ペストとは?
ぺすと
ペストとは、ペスト菌(Yersinia pestis)によって引き起こされる感染症で、中世ヨーロッパで大流行し「黒死病」とも呼ばれた歴史的な疫病です。
ペストは、グラム陰性桿菌であるペスト菌(Yersinia pestis)を病原体とする感染症です。主にネズミなどの齧歯類を宿主とし、ノミを介して人間に感染します。感染経路や症状の種類によって、腺ペスト・肺ペスト・敗血症性ペストなどに分類されます。

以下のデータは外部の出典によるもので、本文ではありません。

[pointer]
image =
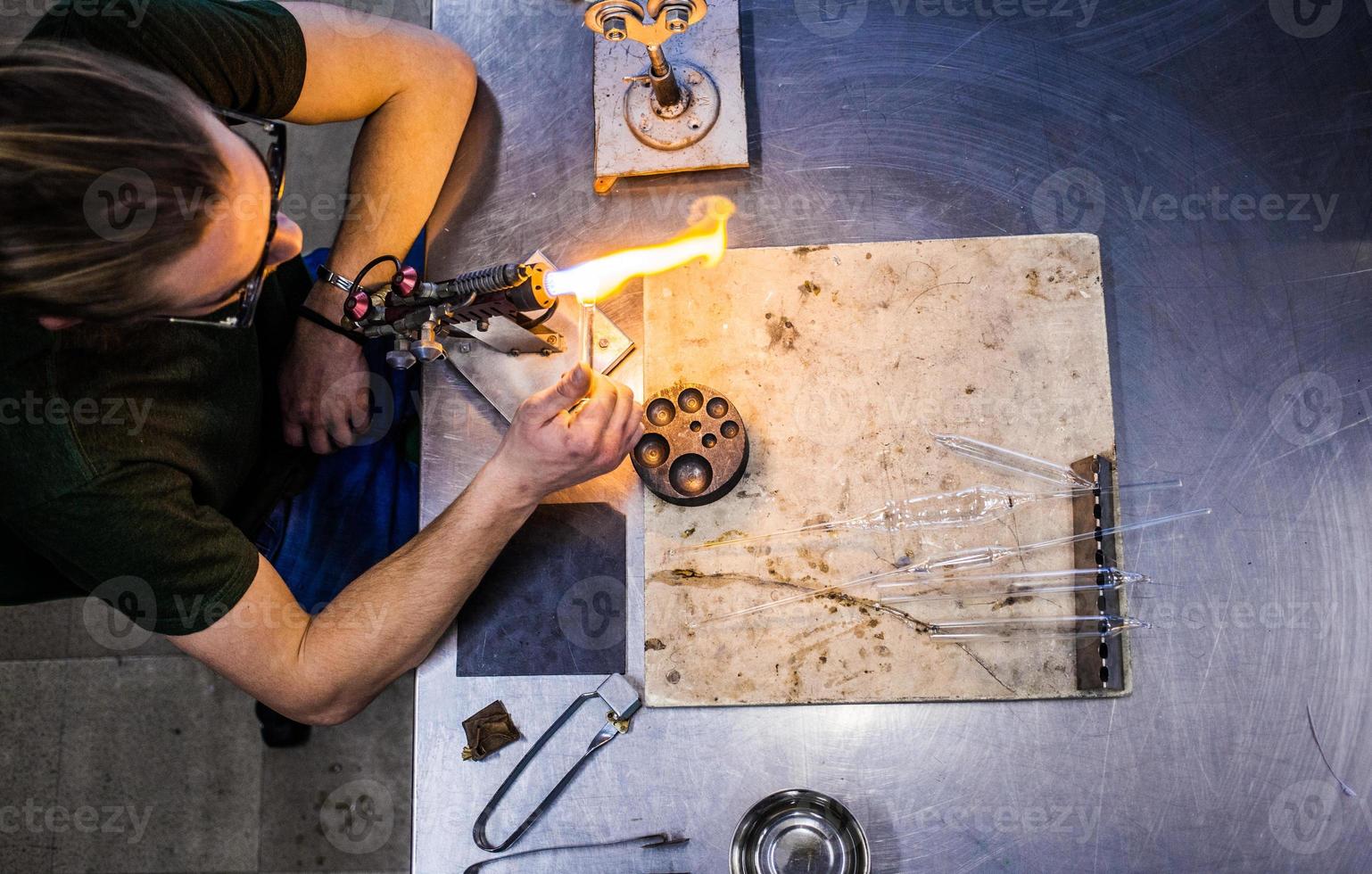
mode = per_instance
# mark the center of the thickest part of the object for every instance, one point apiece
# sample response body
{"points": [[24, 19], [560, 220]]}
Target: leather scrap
{"points": [[487, 730]]}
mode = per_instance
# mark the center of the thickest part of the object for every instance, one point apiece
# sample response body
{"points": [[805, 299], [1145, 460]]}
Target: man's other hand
{"points": [[550, 446], [324, 390]]}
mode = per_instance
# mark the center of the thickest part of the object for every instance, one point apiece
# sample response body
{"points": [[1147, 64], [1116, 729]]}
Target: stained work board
{"points": [[843, 359]]}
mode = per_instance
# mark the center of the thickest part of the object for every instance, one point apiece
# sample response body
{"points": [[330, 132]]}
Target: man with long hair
{"points": [[162, 348]]}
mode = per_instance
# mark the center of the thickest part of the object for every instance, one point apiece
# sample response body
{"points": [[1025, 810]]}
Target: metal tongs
{"points": [[624, 703], [645, 841]]}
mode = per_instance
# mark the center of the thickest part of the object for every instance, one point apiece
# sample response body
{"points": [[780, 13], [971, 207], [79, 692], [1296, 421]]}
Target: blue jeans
{"points": [[362, 502]]}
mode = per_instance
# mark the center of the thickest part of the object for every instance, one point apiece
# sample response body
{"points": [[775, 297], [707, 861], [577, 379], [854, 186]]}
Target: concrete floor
{"points": [[145, 761]]}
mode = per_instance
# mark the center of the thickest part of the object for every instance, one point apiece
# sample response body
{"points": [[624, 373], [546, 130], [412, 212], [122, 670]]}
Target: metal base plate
{"points": [[709, 45], [505, 379]]}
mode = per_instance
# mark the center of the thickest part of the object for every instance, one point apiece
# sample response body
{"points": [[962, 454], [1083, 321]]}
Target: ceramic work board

歴史的には14世紀のヨーロッパで大流行し、「黒死病(Black Death)」と呼ばれました。この時期の流行ではヨーロッパ人口の3分の1以上が死亡したとも推計され、社会・経済・文化に甚大な影響を与えました。フェウダリズム(封建制)の崩壊やルネサンスへの移行との関連も論じられています。
ペストの主な病型と症状は次のとおりです。
- 腺ペスト:リンパ節が腫れて「横痃(おうげん)」と呼ばれる腫瘤を形成する。最も多い型
- 肺ペスト:肺に感染し、飛沫感染で人から人へ広がる。致死率が高い
- 敗血症性ペスト:血流に菌が入り込み全身性の重篤な症状を引き起こす
現代では抗生物質による治療が可能ですが、世界の一部地域では散発的な発生が報告されています。感染症の歴史を語る上で欠かせない疾患の一つです。
使い方・例文
「14世紀のペスト大流行はヨーロッパの人口構造を一変させた」のように、歴史や感染症の学習場面で登場します。